Eine weitere Bestätigung dafür, daß die Worte "Subjekt" und "Objekt" für RICKERT Ausdrücke bestimmter Beziehungen sind, finden wir darin, daß RICKERT verschiedene Subjekte mit verschiedenem Inhalt kennt. Er spricht z. B. vom individuellen Bewußtsein und seinem Inhalt (21). Ist das Wort "seinem" hier sinnvoll gebraucht, so bringt es eine Unterschiedenheit von anderem zum Ausdruck, und zwar von anderem, das zwar Bewußtseinsinhalt, aber nicht Bewußtseinsinhalt dieses individuellen Bewußtseins ist. Und nur im Bezug auf seinen Inhalt ist das individuelle Bewußtsein Subjekt, es ist nicht Subjekt in Beziehung auf den von seinem Inhalt unterschiedenen Inhalt. Ja, dieses "individuelle Bewußtseins", das seinem Inhalt gegenüber als Subjekt anzusprechen ist, wird von RICKERT "Objekt" genannt (22), sobald es zu einem anderen Bewußtseins, dem "Bewußtsein überhaupt", in Beziehung gesetzt wird. Der Grund dafür, daß RICKERT das individuelle Bewußtsein einmal als Subjekt und ein andermal als Objekt bestimmt, kann auch hier nur wieder darin gefunden werden, daß ihm "Subjekt" und "Objekt" Ausdrücke von Beziehungen sind: Subjekt ist das individuelle Bewußtsein seinem "Inhalt" gegenüber, weil es diesen Inhalt als sein Gewußtes hat, weil es das diesen seinen Inhalt Wissende ist; als Objekt ist das individuelle Bewußtsein zu bestimmen, wenn es als Gewußtes des "Bewußtseins überhaupt" angesehen wird. Würde durch "Subjekt" oder "Objekt" ein Besonderes als solches ohne Bezug auf ein anderes bestimmt, so wäre nicht zu begreifen, daß dieses Besondere "individuelle Ich" "Subjekt" und "Objekt", die ja einander ausschließende Begriffe sind, zugleich sein könnte.

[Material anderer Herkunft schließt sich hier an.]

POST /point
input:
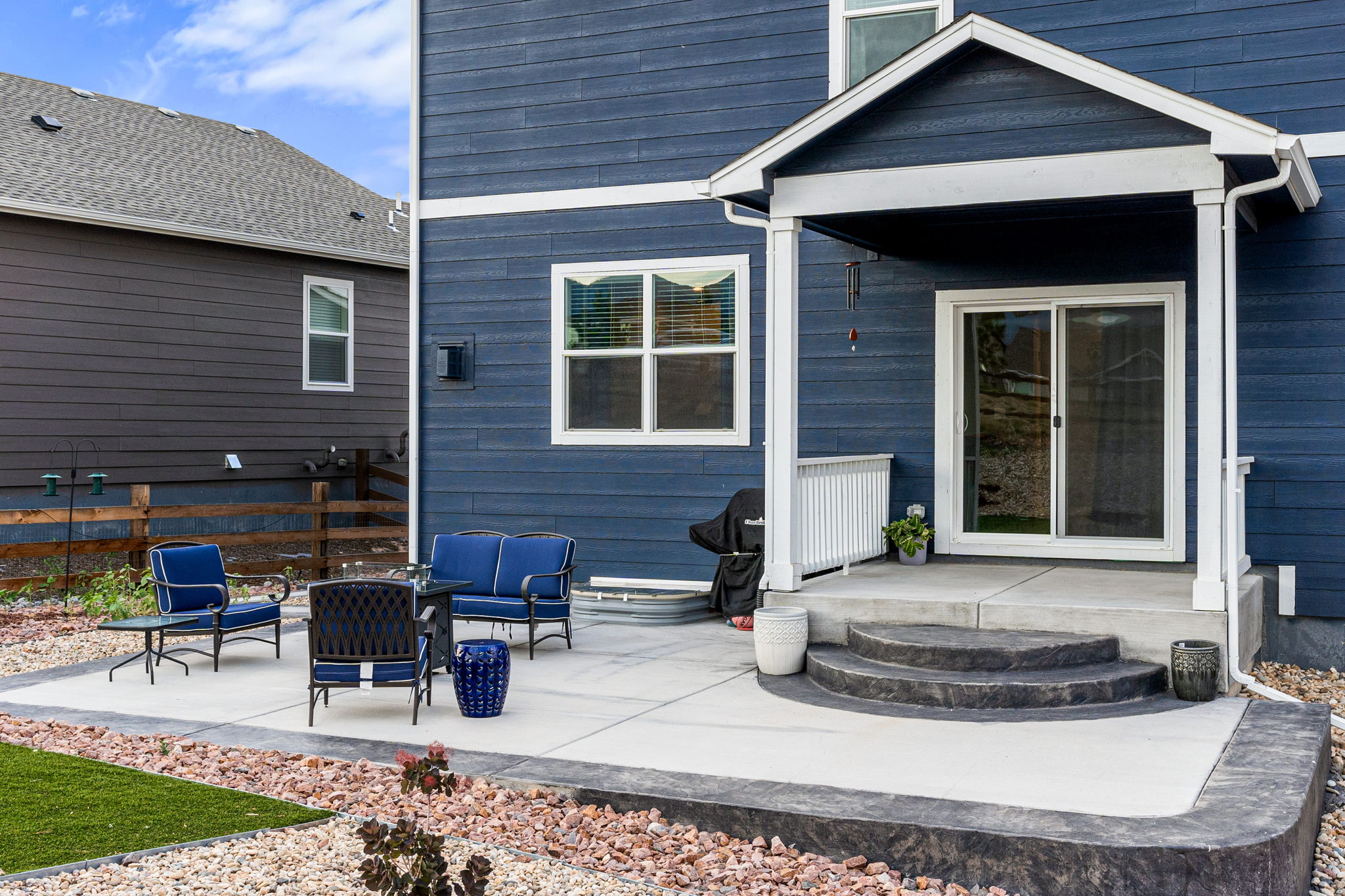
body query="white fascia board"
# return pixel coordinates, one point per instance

Neben dieser Auffassung RICKERTs, nach der "Subjekt" und "Objekt" besondere Beziehungen zum Ausdruck bringen, läuft nun aber eine andere her, die "Subjekt" und "Objekt" (23) Bestimmungen von Besonderem für sich betrachtet sein läßt. So spricht RICKERT vom "erkennenden Subjekt" (24) schlechthin ohne Beziehung auf ein "Objekt". Als "Subjekt" gilt also RICKERT ein Besonderes, das erkennt, d. h. das ein erkennendes Bewußtsein ist. Das Wort "Subjekt" sagt ihm also hier dasselbe wie das Wort Bewußtsein.

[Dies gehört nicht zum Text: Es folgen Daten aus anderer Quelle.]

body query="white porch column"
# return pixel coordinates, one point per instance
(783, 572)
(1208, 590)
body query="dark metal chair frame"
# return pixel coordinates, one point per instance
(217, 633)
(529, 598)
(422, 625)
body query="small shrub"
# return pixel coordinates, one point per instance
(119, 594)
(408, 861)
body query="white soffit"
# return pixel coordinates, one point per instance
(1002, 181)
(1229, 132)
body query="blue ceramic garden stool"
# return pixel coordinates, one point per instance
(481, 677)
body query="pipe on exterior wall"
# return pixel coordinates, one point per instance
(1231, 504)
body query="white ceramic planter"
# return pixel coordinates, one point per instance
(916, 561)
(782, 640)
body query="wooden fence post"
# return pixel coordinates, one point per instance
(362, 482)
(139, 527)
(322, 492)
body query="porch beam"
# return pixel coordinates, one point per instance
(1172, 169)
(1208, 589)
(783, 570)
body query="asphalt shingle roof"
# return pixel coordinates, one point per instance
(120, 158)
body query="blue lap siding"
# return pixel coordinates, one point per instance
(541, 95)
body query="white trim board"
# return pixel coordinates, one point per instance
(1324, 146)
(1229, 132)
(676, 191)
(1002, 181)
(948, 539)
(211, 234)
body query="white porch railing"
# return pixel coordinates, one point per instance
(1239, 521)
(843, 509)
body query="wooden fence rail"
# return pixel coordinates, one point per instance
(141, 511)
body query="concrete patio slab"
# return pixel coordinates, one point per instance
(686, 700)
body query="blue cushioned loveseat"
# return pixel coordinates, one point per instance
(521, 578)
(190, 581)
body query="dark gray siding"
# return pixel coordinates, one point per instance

Soll das Wort "Subjekt" die Stelle des Wortes "Bewußtsein" vertreten, so ist allerdings die Ansicht berechtigt, daß durch die Bestimmung "Subjekt" ein Besonderes als solches ohne Beziehung auf ein anderes sich bestimmt zeigt; denn das Wort "Bewußtsein" bringt zum Ausdruck, daß das Besondere, das als "Bewußtsein" bestimmt ist, ein Wissendes ist, daher dann auch das als "Bewußtsein" Bestimmte "Bewußtsein" (Wissendes) bleibt, ob es in Beziehung zu etwas anderem gesetzt wird oder nicht. Muß auch das "individuelle Ich" einmal (mit Rücksicht auf seinen Inhalt) als "Subjekt" und ein andermal (mit Rücksicht auf das "Bewußtsein überhaupt") als "Objekt" bestimmt werden, so bleibt ihm doch trotz der wechselnden Bestimmung "Subjekt" und "Objekt" die Bestimmung: "Bewußtsein" (Wissendes), eben weil durch "Bewußtsein" das "individuelle Ich", für sich betrachtet, bestimmt ist.

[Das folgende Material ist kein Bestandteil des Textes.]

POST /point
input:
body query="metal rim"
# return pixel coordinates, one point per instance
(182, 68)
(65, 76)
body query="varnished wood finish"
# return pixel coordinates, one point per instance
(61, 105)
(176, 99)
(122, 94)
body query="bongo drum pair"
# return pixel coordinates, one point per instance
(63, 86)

Die Gleichsetzung der Bedeutungen der Worte "Subjekt" und "Bewußtsein" ist, wie aus dem erwähnten Beispiel hervorgeht, unberechtigt. Tritt bei RICKERT dennoch diese Gleichsetzung ein, so kann der Grund für die Gleichsetzung nur darin gesucht werden, daß sich trotz der Unterschiedenheit der Bedeutung beider Worte ein beiden Gemeinsames findet, das die Verwechslung verständlich macht.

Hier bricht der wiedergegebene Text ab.